The key insight is that the outer loop is responsible for data selection (which shards to load) while the inner loop is responsible for optimization (forward, backward, step).

Checkpoint Windows

The total training budget is divided evenly into num_checkpoints windows:

samples_per_checkpoint = total_train_samples // num_checkpoints

Each window:

  1. Selects enough shards from the manifest(s) to cover samples_per_checkpoint samples.
  2. Builds a fresh WebDataset dataloader over those shards.
  3. Calls train_one_checkpoint(), which runs until the window's budget is exhausted.
  4. Saves a full checkpoint (model, optimizer, data cursors, shuffle seeds).
  5. Optionally runs validation and syncs to remote storage.
graph LR
    subgraph "total_train_samples = 10M"
        W1["Window 1<br/>2M samples"] --> W2["Window 2<br/>2M samples"]
        W2 --> W3["Window 3<br/>2M samples"]
        W3 --> W4["Window 4<br/>2M samples"]
        W4 --> W5["Window 5<br/>2M samples"]
    end

    W1 -.->|checkpoint| C1["ckpt_1"]
    W2 -.->|checkpoint| C2["ckpt_2"]
    W3 -.->|checkpoint| C3["ckpt_3"]
    W4 -.->|checkpoint| C4["ckpt_4"]
    W5 -.->|checkpoint| C5["ckpt_5"]

Choosing num_checkpoints

More checkpoints means more frequent saves (safer against preemption) but more I/O overhead. Five checkpoints is the default. For very long runs on preemptible instances, consider increasing this value.

Epochs vs. Samples

You can specify the training budget in two mutually exclusive ways:

Parameter Description
total_train_samples Absolute number of samples to train on
num_epochs Number of passes over the dataset (converted to samples internally)

Setting both is an error. When num_epochs is used, data.allow_multiple_epochs must be True.

Batch Sizing

Three parameters control how batches are constructed:

Parameter Location Description
global_batch_size hparams Total samples per optimizer step across all GPUs
per_gpu_batch_size hparams Samples per forward pass on a single GPU
world_size distributed Number of GPUs (auto-detected)

The gradient accumulation factor is computed automatically:

accum_freq = global_batch_size // (world_size * per_gpu_batch_size)
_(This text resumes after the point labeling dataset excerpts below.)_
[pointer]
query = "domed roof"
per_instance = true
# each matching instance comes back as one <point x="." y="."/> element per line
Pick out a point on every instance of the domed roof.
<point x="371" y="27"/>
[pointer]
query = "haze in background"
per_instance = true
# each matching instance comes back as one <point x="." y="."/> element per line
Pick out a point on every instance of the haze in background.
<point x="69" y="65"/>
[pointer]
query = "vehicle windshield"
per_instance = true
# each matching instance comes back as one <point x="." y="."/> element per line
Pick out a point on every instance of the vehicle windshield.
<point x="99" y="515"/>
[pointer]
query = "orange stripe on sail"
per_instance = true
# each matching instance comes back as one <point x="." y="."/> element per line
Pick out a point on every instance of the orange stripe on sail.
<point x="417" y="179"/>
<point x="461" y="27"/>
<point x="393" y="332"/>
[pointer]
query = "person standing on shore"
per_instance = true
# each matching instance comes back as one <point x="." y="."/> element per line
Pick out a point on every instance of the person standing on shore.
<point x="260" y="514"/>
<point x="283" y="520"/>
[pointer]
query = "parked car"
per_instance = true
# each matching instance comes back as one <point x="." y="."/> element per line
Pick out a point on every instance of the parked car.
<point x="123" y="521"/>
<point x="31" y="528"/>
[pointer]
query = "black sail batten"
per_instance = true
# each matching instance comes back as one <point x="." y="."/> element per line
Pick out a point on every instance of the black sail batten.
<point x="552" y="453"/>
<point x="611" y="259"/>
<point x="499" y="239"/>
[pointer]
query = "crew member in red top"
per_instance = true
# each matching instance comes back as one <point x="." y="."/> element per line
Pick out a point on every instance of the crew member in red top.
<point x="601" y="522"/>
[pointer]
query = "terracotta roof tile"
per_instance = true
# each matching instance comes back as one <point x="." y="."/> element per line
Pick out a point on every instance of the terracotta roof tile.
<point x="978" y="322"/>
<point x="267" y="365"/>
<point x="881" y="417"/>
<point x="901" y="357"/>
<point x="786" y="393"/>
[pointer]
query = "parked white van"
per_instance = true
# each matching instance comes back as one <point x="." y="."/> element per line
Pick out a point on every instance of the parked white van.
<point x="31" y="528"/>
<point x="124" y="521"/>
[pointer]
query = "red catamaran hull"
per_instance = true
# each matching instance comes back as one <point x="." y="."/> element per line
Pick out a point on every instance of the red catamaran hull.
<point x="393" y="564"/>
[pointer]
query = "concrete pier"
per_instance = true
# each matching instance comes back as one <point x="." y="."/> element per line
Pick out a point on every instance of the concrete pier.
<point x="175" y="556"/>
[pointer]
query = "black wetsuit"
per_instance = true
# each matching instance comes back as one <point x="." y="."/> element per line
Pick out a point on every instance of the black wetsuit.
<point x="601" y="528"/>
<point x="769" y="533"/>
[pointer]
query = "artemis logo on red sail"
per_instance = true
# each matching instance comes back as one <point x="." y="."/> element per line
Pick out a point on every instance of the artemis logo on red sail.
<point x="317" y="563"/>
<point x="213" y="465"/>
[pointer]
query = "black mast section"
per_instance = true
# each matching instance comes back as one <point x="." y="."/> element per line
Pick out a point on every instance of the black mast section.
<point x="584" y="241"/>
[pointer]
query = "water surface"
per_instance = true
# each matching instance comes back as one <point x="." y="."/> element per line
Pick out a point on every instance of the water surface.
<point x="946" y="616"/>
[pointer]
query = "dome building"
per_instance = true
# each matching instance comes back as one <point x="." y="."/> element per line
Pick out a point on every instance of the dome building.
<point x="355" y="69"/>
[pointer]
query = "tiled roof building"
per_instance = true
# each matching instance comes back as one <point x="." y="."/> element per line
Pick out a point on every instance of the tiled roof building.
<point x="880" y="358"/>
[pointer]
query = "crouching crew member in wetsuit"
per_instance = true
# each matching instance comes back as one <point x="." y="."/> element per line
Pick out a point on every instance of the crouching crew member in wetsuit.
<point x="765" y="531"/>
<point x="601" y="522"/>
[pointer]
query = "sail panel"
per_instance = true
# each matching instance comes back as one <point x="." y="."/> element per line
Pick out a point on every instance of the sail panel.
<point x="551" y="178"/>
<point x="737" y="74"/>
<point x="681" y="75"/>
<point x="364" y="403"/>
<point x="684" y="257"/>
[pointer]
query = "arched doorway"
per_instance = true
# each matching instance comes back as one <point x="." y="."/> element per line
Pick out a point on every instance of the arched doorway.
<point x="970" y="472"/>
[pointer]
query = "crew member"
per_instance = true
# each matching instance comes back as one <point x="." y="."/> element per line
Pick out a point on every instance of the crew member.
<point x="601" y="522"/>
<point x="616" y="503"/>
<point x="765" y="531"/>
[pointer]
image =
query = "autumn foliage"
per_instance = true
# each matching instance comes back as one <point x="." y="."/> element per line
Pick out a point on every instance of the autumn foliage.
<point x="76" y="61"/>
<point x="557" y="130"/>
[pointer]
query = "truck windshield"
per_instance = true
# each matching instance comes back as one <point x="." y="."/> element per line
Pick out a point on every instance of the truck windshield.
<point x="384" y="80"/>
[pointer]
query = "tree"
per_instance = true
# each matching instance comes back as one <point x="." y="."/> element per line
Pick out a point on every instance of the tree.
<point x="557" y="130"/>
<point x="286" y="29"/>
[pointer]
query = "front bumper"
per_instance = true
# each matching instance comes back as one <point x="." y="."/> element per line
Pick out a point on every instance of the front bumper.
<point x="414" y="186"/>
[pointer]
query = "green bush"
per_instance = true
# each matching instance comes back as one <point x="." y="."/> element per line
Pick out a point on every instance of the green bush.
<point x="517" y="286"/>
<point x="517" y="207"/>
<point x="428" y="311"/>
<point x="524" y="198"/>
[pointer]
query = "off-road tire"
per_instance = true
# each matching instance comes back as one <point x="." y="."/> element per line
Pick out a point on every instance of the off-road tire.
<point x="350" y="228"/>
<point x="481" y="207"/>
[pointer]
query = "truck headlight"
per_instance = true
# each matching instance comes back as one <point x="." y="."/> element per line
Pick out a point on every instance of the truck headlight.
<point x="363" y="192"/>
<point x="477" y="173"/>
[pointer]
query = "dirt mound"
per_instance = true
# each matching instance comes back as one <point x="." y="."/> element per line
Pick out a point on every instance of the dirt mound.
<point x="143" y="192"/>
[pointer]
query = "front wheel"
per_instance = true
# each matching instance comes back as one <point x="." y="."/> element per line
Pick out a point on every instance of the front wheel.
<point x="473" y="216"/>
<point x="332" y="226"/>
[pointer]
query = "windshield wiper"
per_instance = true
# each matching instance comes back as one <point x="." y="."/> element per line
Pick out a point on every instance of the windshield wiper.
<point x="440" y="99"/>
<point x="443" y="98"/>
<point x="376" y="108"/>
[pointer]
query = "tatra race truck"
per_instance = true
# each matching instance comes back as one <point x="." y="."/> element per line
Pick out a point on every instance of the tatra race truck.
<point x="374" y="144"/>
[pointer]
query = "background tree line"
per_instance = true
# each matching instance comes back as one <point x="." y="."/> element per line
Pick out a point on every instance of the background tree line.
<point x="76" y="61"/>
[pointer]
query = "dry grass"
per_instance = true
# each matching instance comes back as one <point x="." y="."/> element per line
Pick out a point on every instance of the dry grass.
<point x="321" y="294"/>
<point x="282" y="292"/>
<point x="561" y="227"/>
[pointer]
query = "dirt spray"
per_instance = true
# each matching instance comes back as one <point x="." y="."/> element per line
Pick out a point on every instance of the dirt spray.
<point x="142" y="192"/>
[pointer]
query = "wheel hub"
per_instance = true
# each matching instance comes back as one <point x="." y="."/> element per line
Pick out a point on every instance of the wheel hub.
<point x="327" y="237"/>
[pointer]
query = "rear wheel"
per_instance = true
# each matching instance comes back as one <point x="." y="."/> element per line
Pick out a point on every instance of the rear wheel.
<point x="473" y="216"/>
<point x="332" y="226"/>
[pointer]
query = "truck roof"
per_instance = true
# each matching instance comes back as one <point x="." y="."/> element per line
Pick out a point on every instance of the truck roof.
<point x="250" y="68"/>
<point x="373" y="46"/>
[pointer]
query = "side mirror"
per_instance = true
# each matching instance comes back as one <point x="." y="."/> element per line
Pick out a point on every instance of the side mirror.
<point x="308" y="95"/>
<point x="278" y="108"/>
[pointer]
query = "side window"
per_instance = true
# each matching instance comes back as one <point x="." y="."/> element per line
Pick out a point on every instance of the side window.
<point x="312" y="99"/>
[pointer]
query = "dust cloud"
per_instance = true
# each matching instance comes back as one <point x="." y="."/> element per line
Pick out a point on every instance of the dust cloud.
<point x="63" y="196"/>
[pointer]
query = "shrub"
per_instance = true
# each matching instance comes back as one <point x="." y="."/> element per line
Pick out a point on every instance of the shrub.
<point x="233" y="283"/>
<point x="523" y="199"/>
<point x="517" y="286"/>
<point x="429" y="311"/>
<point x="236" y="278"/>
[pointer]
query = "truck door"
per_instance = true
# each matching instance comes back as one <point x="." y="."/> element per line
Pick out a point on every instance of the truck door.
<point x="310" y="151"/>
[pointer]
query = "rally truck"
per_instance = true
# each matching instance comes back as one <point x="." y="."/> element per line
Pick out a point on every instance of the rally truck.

The configuration validates that these values are consistent at startup:

assert accum_freq * world_size * per_gpu_batch_size == global_batch_size

Example

Setting Value
global_batch_size 512
per_gpu_batch_size 8
world_size (GPUs) 8
accum_freq (computed) 8

Each GPU processes 8 samples per forward pass, accumulates gradients over 8 microbatches, and then performs a synchronized optimizer step -- resulting in 8 x 8 x 8 = 512 effective samples per step.

The Inner Loop

train_one_checkpoint() in train.py is an open-ended loop that runs until either:

  • The global step count reaches total_train_samples // global_batch_size, or
  • The dataloader is exhausted on any rank.

Each iteration performs:

  1. LR scheduling -- scheduler(step) updates the learning rate.
  2. Data fetch -- The next batch is pulled from the WebDataset iterator. If any rank runs out of data, all ranks break.
  3. Gradient accumulation -- The batch is split into accum_freq microbatches. During FSDP training, gradient synchronization is deferred until the final microbatch.
  4. Forward/backward -- The batch handler prepares model inputs and targets, runs the forward pass under autocast, computes the loss, and calls .backward().
  5. Optimizer step -- Optional gradient clipping is applied, then optimizer.step().
  6. EMA update -- If an EMA model is configured, its weights are updated.
  7. Logging -- Loss is all-reduced across ranks and logged to wandb every log_every_n_steps steps.
flowchart TD
    START["Start iteration"] --> SCHED["scheduler(step)"]
    SCHED --> FETCH["Fetch batch"]
    FETCH --> CHECK{"All ranks<br/>have data?"}
    CHECK -->|No| BREAK["Break"]
    CHECK -->|Yes| ACCUM["Gradient accumulation loop"]
    ACCUM --> FWD["Forward pass (autocast)"]
    FWD --> LOSS["Compute loss"]
    LOSS --> BWD["Backward pass"]
    BWD --> MORE{"More<br/>microbatches?"}
    MORE -->|Yes| ACCUM
    MORE -->|No| CLIP["Grad clip (optional)"]
    CLIP --> STEP["optimizer.step()"]
    STEP --> EMA["EMA update (optional)"]
    EMA --> LOG["Log metrics"]
    LOG --> NEXT["step += 1"]
    NEXT --> START

Resuming Training

VLA Foundry supports two modes of resumption via ModelParams:

Full Resume

model:
  type: vlm
  resume_from_checkpoint: s3://bucket/experiments/my_run/checkpoints/checkpoint_3.pt
  resume_weights_only: false   # default

A full resume restores:

  • Model weights
  • Optimizer state
  • The checkpoint number and global step
  • Data cursors (which shards have been consumed)
  • Shard shuffle seeds

This allows training to continue exactly where it left off, including dataloader state. The outer loop detects the resumed checkpoint number and picks up from there.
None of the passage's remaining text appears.